There are four endings to this film but it’s the director’s cut that is the most interesting and disturbing one. In a moment of futility, Ashton Kutcher’s time-travelling character goes back to when he was in his mother’s womb to take the opportunity to strangle himself to death with his umbilical cord. This sacrifice ensures happier lives for his loved ones and indirectly addresses a plot point about his mother’s recurring stillbirths.

#2: Slept In
“Army of Darkness” (1992)

The theatrical run of “Army of Darkness” featured Ash’s antics and wisecracks in a shopping center after returning home safely from the Middle Ages. But this darker ending, in which Ash overdoses on a sleeping potion and dozes for one century too many, was included on the UK VHS release as well as on later DVD releases. In it, our hero awakens to a post-apocalyptic wasteland and cries in despair before the credits roll. However, the studio demanded a more positive conclusion, which prompted the changes and gave us the theatrical version of the ending we know today.

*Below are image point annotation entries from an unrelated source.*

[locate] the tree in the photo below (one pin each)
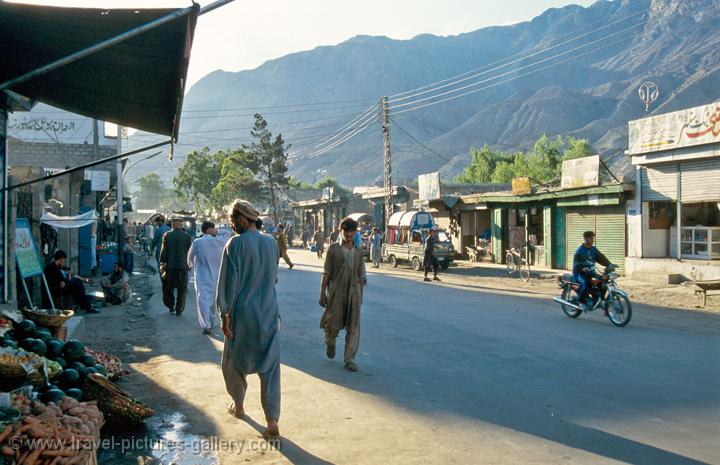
(266, 158)
(236, 180)
(481, 166)
(198, 176)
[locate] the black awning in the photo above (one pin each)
(138, 83)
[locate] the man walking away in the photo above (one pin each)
(160, 230)
(173, 266)
(319, 239)
(116, 287)
(430, 259)
(204, 258)
(282, 246)
(250, 318)
(375, 247)
(341, 294)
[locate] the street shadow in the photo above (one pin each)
(294, 453)
(507, 360)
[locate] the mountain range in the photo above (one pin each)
(570, 71)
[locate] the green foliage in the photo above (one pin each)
(543, 163)
(198, 176)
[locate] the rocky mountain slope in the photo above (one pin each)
(585, 86)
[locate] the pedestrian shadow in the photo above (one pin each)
(505, 376)
(294, 453)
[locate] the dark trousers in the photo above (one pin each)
(430, 261)
(129, 259)
(175, 279)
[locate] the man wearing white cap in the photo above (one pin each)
(204, 258)
(249, 312)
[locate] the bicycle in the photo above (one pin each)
(517, 264)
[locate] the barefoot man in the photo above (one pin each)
(249, 313)
(341, 293)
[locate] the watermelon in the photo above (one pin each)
(26, 328)
(53, 395)
(55, 347)
(76, 366)
(87, 360)
(70, 378)
(101, 370)
(38, 346)
(75, 393)
(27, 342)
(43, 334)
(73, 349)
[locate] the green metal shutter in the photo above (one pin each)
(610, 234)
(559, 254)
(700, 180)
(577, 221)
(496, 229)
(609, 226)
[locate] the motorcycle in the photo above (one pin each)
(602, 293)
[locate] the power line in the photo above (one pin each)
(453, 97)
(419, 142)
(497, 62)
(552, 57)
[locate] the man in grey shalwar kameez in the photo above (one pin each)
(249, 312)
(341, 293)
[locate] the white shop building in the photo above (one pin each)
(674, 221)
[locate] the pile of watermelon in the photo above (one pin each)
(71, 356)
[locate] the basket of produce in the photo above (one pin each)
(111, 363)
(116, 404)
(47, 318)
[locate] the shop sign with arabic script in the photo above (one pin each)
(684, 128)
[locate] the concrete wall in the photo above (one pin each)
(658, 270)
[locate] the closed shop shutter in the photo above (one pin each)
(659, 182)
(700, 180)
(610, 234)
(577, 221)
(609, 226)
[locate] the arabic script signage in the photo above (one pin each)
(684, 128)
(581, 172)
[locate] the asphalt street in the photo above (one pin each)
(460, 373)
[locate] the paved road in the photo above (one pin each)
(465, 374)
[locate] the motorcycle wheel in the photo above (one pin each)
(568, 310)
(510, 263)
(524, 270)
(619, 310)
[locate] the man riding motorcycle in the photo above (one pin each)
(584, 266)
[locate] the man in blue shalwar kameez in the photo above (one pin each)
(249, 313)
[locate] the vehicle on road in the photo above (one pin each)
(405, 240)
(366, 222)
(602, 293)
(516, 263)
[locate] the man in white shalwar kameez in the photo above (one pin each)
(204, 258)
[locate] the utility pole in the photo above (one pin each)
(119, 193)
(385, 118)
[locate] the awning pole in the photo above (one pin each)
(89, 165)
(100, 46)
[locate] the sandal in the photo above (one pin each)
(233, 412)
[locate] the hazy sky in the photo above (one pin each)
(243, 34)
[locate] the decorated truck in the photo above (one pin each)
(405, 240)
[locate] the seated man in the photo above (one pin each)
(61, 282)
(116, 287)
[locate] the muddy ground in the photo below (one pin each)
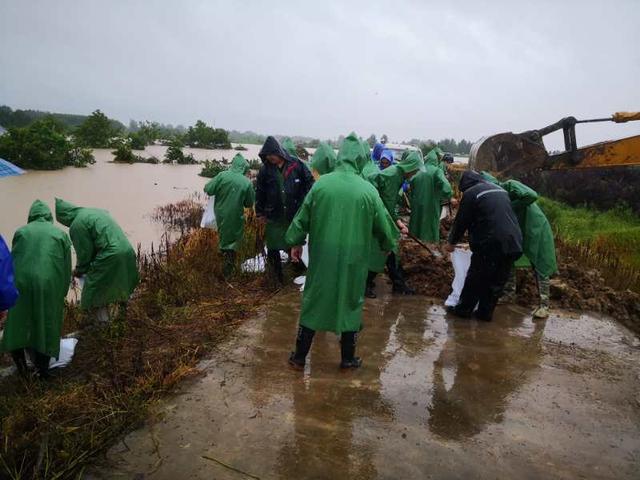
(575, 287)
(436, 398)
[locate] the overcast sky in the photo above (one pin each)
(406, 68)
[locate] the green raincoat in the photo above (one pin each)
(428, 189)
(323, 160)
(388, 183)
(342, 213)
(233, 193)
(538, 242)
(42, 260)
(104, 255)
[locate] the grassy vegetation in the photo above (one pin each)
(616, 231)
(180, 311)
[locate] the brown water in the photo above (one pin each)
(436, 398)
(129, 192)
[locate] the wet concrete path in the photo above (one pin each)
(436, 398)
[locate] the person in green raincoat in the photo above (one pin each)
(342, 213)
(104, 256)
(538, 243)
(233, 193)
(428, 189)
(323, 160)
(388, 183)
(42, 260)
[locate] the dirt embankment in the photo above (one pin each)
(575, 287)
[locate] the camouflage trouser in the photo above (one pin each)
(543, 286)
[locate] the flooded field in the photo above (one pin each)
(436, 398)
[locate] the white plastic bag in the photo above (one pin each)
(209, 216)
(461, 259)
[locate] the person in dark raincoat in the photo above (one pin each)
(233, 193)
(428, 189)
(323, 160)
(538, 242)
(282, 184)
(388, 183)
(342, 213)
(495, 239)
(8, 291)
(105, 257)
(42, 259)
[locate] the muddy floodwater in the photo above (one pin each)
(436, 398)
(129, 192)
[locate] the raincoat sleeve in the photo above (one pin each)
(83, 245)
(384, 228)
(462, 221)
(521, 196)
(211, 186)
(443, 185)
(297, 232)
(8, 291)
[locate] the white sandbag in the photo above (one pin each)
(461, 259)
(67, 349)
(301, 280)
(209, 215)
(253, 265)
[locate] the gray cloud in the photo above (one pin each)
(405, 68)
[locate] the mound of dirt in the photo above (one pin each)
(574, 288)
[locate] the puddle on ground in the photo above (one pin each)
(436, 397)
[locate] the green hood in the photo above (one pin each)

Before we reveal our top pick, here are some honorable mentions:
- Crop Dusting
“Independence Day” (1996)
- Going Out in a Blaze
“1408” (2007)
- Suicide Frame-Up
“Fatal Attraction” (1987)
- Warranted Paranoia
“Pineapple Express” (2008)
- Cheating Death
“Final Destination” (2000)

#1: Legendary
“I Am Legend” (2007)

The alternate ending for this post-apocalyptic piece of sci-fi is slightly more faithful to the book it’s based on, in the sense that it plays with the themes of Robert Neville being “legendary”: instead of the other way around, it is he who is the actual abomination in a world occupied by the infected Darkseekers. His failures at recognizing the intellect and emotion these things possess comes forward in full force for some much needed depth and drama. And, unlike the theatrical ending, he doesn’t die!